# Day fishing with my Son



## mpfsr (Jun 22, 2011)

Finaly got the boat home and didn't waste anytime getting my son to go out with me. We only had 4 hours out due to reaching our limit so quickly 
60 Yellow Perch gonna make a nice fish fry!!


----------



## funlad3 (Oct 9, 2010)

Nice! Perch are fun fish to catch.


----------



## grogan (Jan 23, 2011)

Nice catch!


----------



## Cory1990 (Jun 14, 2012)

Good job! Father son moments mean so much once they are older. Keep up the good work!


----------



## lohachata (Jan 27, 2006)

i haven't been fishing in many years since they stopped renting boats on lake erie..i know a couple of great spots for walleye and smallmouth...and then a few years ago i had about $7000 worth of fishing tackle stolen from me ; so i just decided to give up that hobby..

beautiful catch mike...


----------



## Cory1990 (Jun 14, 2012)

That's horrible John! I had. 300$ st croix rod stolen from me before and almost quit fishing. Iv got so much tackle though I can't quit. Every time I go to the Milwaukee river to fish I take my catfish pole with 80lb line on it and cast to a log I know is a hell spot for fishermen because a lot of people snag on it. I just pull it up and snag other people's stuff off of it lol.
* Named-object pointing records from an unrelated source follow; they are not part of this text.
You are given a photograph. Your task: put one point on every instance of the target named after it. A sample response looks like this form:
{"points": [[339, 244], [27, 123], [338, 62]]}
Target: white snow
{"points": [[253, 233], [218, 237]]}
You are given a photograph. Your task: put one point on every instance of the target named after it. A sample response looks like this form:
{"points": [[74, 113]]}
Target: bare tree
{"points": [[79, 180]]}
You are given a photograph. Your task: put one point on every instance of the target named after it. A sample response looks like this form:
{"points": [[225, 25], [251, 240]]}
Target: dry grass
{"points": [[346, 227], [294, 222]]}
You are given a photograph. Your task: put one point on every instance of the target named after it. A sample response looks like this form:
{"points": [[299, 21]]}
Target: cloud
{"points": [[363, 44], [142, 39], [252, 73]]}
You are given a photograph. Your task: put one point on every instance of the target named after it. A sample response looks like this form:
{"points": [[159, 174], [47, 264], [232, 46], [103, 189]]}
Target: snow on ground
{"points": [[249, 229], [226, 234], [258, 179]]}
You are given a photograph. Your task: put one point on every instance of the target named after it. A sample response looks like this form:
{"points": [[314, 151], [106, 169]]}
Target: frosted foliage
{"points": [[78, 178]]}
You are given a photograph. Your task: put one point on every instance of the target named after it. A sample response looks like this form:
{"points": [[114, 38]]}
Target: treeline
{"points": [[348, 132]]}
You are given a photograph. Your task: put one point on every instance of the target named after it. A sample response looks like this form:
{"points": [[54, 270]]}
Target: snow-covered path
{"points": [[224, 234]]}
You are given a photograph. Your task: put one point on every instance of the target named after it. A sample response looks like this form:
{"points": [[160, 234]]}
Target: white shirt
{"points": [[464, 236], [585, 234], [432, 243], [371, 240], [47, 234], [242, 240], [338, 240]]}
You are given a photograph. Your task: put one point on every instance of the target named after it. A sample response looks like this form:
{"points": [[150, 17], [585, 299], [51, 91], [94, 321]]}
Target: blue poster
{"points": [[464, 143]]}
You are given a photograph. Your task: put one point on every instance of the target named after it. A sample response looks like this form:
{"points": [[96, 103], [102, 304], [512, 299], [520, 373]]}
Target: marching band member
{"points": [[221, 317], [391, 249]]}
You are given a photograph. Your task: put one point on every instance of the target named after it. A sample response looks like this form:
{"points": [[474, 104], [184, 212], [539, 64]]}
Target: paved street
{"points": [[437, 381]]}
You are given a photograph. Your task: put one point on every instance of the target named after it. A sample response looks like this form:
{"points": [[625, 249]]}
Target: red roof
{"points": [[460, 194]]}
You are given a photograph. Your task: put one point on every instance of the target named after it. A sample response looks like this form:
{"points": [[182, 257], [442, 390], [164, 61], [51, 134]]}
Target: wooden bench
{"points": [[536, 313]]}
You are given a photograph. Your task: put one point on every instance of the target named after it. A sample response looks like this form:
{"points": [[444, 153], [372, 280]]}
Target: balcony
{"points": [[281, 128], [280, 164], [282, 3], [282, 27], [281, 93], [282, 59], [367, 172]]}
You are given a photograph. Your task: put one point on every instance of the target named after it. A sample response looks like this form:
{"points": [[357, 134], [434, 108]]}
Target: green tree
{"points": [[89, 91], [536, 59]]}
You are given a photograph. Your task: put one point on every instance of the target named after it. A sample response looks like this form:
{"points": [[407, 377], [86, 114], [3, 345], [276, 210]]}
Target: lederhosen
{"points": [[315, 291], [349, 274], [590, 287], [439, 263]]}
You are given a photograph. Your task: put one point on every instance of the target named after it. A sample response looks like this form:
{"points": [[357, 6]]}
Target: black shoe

Maybe next time I'm in Ohio we can meet up and you are more then welcome to use my gear. I'll be in Ohio within the next 6 months again to drop off some woodwork iv done. I'm guessing it's going to be a while though because of the project I'm doing for a lady is taking me a while a coustem grandfather clock. It will be a nice payday for me once it's done though.


----------



## Obsidian (May 20, 2007)

Nice catch, but man cleaning that is going to suck!


----------